Welcome to the Medical Clinic at the Interplanetary Relay Station | Hours Since the Last Patient Death: 0,” by Caroline M. Yoachim (Lightspeed)
In this choose-your-own-adventure story, you contract an illness and try to get it cared for. None of the choices work, and you die. The story is a long joke, and to my tastes, only some of the punch lines work. The rest were predictable, although I thought the continuation of one of the early choices could have led to something profound about the nature of fictional narrative. For me, this was one of the weaker stories, a lost opportunity.

“A Fist of Permutations in Lightning and Wildflowers,” by Alyssa Wong (Tor.com)
This breathtaking metaphorical tale of grief, guilt, and anger deserves an award. But I don’t think it’s speculative fiction, so I don’t think it deserves a Nebula. Sorry.

“Things With Beards,” by Sam J. Miller (Clarksworld)
A man with a beard begins to realize he’s not what he thinks he is, and he might not be the only one. This is a horror story, and a creepy one at that. Definitely a contender, but again, not quite my favorite.
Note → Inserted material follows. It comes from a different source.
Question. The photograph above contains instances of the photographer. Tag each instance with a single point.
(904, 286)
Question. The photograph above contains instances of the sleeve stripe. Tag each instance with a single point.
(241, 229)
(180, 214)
“This Is Not a Wardrobe Door,” by A. Merc Rustad (Fireside Magazine)
This is a story about children in fairyland (or some realm like it) and the “real” world attempting to reunite. It might be suitable for children, but I think it’s a bit simplistic and predictable for adults.

“Our Talons Can Crush Galaxies,” by Brook Bolander (Uncanny)
A man rapes and kills a woman who is actually a goddess. This is the woman/goddess’s story, an angry story: a revenge story — with bullet points. Although skillfully written, it might resuscitate debate over whether it deserves nomination, not because it isn’t speculative fiction, since it is, but because it has little of a traditional story arc, and perhaps also for its content. The story reminds me of an early ancient Greek play, the kind told by choruses and actors in masks that are too weird for our time but which were praised in their day as a catharsis, and this story will be a catharsis for some readers. I think awards like the Nebula ought to expand the genre by offering some “politically incorrect” stories (incorrect to traditionalists, who seem to be sensitive types). But is it the best of the nominees? For me, that’s the only question, and I think this story’s raw emotion pushes it a little higher than a couple of others I also liked. It gets my vote.